Have you ever sat through a lecture and felt like your head was going to pop from being forced to read notes and watch PowerPoints? As a teacher, have you noticed that some students are struggling in your class but doing better in others (like P.E., science labs, etc.)? If this describes your situation, chances are you or your students are kinesthetic learners. So, what does that mean?
For starters, kinesthetic learning is one of many different learning styles. In a nutshell, a kinesthetic learner needs to be active – moving around, using their hands and feet or engaging with physical objects – while learning the material presented by teachers and other educators. With that being said, it comes as no surprise that students who prefer this type of learning style have a difficult time comprehending material in traditional, lecture-based classroom environments. These are the type of students who find it hard to sit still when trying to take lecture notes during class.
Since the body’s unable to move, it no longer has the ability to make a connection with the brain telling the student to be actively listening to a lecture. The student is engaged mentally, but not physically, which means that they won’t be able to understand and take in the material. This is how the body develops critical thinking when problem solving. The majority of the time, kinesthetic learners need to be on their feet and moving around to put something in memory.
So, if you believe you’re an active learner – or have students who might be regardless of whether you teach general or special education – you might find the following study strategies helpful to students when it comes to learning.
Take Breaks When Studying
With so much going on in the world today, it can be hard to stay focused when it comes to studying. You have friends wanting to go out, television shows to catch up on, and of course, social media platforms like Facebook, Instagram, and Twitter to use to help you stay connected to the 1.13 billion other active users. This is why the term “study break” has recently turned into a substitute word for procrastination.
With that in mind, having a well thought out plan and preparing yourself ahead of time can help reduce the amount of time you spend procrastinating. As it is, kinesthetic learners, have a hard time learning sitting at a desk for long periods of time. If that’s something that describes you – or your students – then make sure to take multiple breaks (but not too long) while studying. In doing so, you’ll be able to move around freely and retain the information you’re reviewing.
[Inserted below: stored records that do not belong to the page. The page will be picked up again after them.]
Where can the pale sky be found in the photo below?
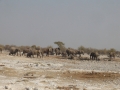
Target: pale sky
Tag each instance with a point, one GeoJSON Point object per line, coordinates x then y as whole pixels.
{"type": "Point", "coordinates": [90, 23]}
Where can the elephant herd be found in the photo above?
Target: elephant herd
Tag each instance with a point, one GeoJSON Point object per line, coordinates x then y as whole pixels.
{"type": "Point", "coordinates": [31, 52]}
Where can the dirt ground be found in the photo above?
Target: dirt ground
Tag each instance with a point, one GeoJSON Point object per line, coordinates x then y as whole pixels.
{"type": "Point", "coordinates": [56, 73]}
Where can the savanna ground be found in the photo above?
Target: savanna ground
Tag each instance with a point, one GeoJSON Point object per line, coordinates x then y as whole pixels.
{"type": "Point", "coordinates": [56, 73]}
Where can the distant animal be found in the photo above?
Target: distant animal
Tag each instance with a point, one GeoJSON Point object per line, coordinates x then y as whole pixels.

Take Advantage Of Small Movements
At times, it can be impossible to stand up and walk around or run in place during a study session. However, if you find yourself in a library, or somewhere that allows limited movement, you can still rely on your active learning techniques.
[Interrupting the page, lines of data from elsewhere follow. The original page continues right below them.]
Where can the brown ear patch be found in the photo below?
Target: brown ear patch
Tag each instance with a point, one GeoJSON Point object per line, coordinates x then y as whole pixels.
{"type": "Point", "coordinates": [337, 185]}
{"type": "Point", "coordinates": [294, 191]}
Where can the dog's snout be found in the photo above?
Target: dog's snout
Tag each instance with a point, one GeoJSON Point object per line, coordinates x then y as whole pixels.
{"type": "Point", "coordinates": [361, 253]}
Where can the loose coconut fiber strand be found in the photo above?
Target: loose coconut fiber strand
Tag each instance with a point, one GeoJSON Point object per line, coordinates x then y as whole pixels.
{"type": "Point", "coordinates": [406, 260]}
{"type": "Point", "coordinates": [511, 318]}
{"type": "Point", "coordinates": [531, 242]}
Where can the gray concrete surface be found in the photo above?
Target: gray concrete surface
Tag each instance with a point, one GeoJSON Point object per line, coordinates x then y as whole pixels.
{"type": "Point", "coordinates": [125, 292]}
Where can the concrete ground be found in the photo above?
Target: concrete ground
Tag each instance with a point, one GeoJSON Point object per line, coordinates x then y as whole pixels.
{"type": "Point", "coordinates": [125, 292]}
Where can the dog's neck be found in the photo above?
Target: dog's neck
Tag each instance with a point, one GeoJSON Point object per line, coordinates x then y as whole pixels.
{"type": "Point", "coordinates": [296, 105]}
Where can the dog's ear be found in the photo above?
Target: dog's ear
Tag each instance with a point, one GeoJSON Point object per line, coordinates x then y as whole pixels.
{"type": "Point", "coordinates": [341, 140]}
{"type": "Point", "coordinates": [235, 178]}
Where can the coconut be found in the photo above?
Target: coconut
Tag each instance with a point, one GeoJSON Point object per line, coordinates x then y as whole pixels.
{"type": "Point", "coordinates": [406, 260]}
For instance, if you have a rubber band near you, put it around your thumbs and move it in a circular motion while reviewing your notes. Or if you have access to a tennis ball, toss it up in the air with one hand and catch it with the other each time you ask and answer a question. You can also twist the rubber band around your wrist if it’s big enough while you’re reading. Although these are small movements, they can still help a lot in the end.
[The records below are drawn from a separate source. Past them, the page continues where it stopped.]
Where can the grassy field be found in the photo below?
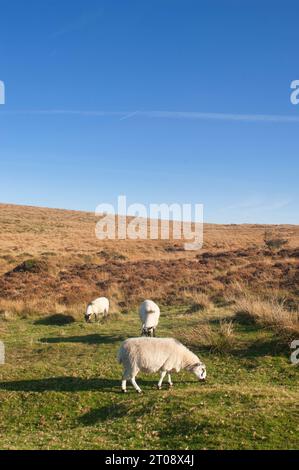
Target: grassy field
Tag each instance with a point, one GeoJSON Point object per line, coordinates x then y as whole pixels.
{"type": "Point", "coordinates": [60, 389]}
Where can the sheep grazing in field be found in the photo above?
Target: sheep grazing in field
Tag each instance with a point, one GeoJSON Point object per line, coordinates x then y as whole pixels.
{"type": "Point", "coordinates": [164, 355]}
{"type": "Point", "coordinates": [97, 307]}
{"type": "Point", "coordinates": [149, 313]}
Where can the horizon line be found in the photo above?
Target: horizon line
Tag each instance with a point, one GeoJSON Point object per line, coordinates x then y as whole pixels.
{"type": "Point", "coordinates": [184, 115]}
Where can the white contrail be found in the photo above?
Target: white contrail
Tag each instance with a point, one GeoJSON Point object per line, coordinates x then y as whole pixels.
{"type": "Point", "coordinates": [189, 115]}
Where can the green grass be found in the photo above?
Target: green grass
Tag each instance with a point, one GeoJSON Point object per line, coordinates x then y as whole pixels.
{"type": "Point", "coordinates": [60, 389]}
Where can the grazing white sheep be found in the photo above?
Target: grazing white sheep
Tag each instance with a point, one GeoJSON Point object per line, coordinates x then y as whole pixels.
{"type": "Point", "coordinates": [149, 313]}
{"type": "Point", "coordinates": [97, 307]}
{"type": "Point", "coordinates": [164, 355]}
For kinesthetic learners, trying to survive finals week can be tough, especially if you don’t understand the material you’re being tested on. The good news, however, is that flashcards can help. Using flashcards to study allows students to make a game out of studying the material. This is why they’re perfect for kinesthetic learners to use when preparing for an exam.
You simply write the question on one side and put the list of answers on the other. Going through the motion of picking up index cards and flipping them over to see the answer allows active learners to use their body to engage in the topic. This is what helps you retain the information. The best part of all is that you can use them by yourself or with a group of other kinesthetic learners. Easily allowing you – the student – to make the material fun to learn.
Combine Exercising And Studying
Did you ever think you could kill two birds with one stone? Studies have shown that willpower is like a muscle: in order for it to get stronger, it needs to be worked out. So rather than lying on the bed or sitting on the couch with your notes all over the place, get up and get moving. Do jumping jacks, push-ups, and/or burpees in between chapters.
If that doesn’t sound like enough movement, have someone quiz you on your study guide while you shoot a basketball or play catch with a football. It can be a friend or parent, just make sure the person doesn’t get distracted.
Set goals for yourself throughout this process. If you’re learning about human biology, for example, tell yourself that “I will fully understand how blood carries oxygen through the body by 6:30 p.m.” What happens if you don’t make it? The answer is simple: get into a push-up position.
For active learners, combining physical activities with learning will without a doubt cement those important topics in your brain. Plus, with all that extra energy in your body, you’ll need a way to relieve it.